Patrick Wiercioch's first memory his very best friend is one of burning envy.
He was 9 and playing minor hockey in Burnaby, B.C.; Kyle Turris was a year older and playing for New Westminster.
They were facing off in an atom tournament in Vancouver. Wiercioch knew the skinny blond kid opposite was supposed to be good, but he had no idea Turris was carrying a secret weapon until he looked down.
Wiercioch, like every other kid on his team, was using a wooden stick. Turris was carrying one of the new two-piece sticks – composite shaft, wooden blade insert – and not only that but … "he had his name on the blade.
"I was so jealous," Wiercioch says with a laugh. "He had 'Turris.' Everybody wanted their own blades with their names. This was before you could get them.
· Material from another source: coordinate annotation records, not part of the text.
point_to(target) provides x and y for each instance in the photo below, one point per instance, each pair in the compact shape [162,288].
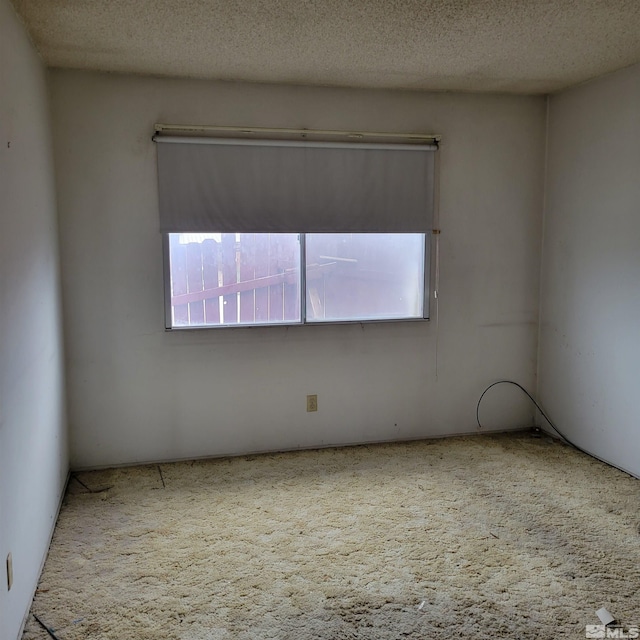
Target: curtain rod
[174,129]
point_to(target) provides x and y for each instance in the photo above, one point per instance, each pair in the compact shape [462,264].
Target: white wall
[141,394]
[590,321]
[33,444]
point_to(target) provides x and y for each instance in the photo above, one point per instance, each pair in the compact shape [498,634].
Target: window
[262,232]
[222,279]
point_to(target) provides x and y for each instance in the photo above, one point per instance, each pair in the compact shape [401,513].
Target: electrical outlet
[9,572]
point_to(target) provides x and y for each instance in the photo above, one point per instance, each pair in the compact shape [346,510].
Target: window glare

I remember lining up against him on the faceoff and wondering 'Why can't I have this?' I'm stuck here with a one piece Sherwood something-or-other."
Wooden sticks became two-piece sticks became composite sticks. More than a dozen years passed and today when Kyle Turris and Patrick Wiercioch line up, it is on the same team, the Ottawa Senators, and both are early-season sensations.
They could hardly be different stories. Turris, Wiercioch recalls from their years together on various teams in B.C.'s Lower Mainland, "was already turning heads." Wiercioch not so much.
Turris, a centre, was an elite draft pick in 2007, selected third overall by the Phoenix Coyotes after the Chicago Blackhawks had taken Patrick Kane and the Philadelphia Flyers had chosen James van Riemsdyk. Wiercioch, now a defenceman, went 42nd in 2008, the Senators' second pick following their selection of last year's Norris Trophy winner, Erik Karlsson.
Both players had graduated from the Burnaby Express juniors. Turris went from a year playing college hockey in Wisconsin straight to the NHL and last summer signed a five-year, $17.5-million (all currency U.S.) deal with the Senators. Wiercioch played two seasons at the University of Denver, then joined the Binghamton Senators, Ottawa's minor-league affiliate. They brought him up for eight games two years ago but he did not impress. He stayed in the minors all last season. He makes $875,000 if he sticks in the NHL, falls to $65,000 if he's sent back to Binghamton.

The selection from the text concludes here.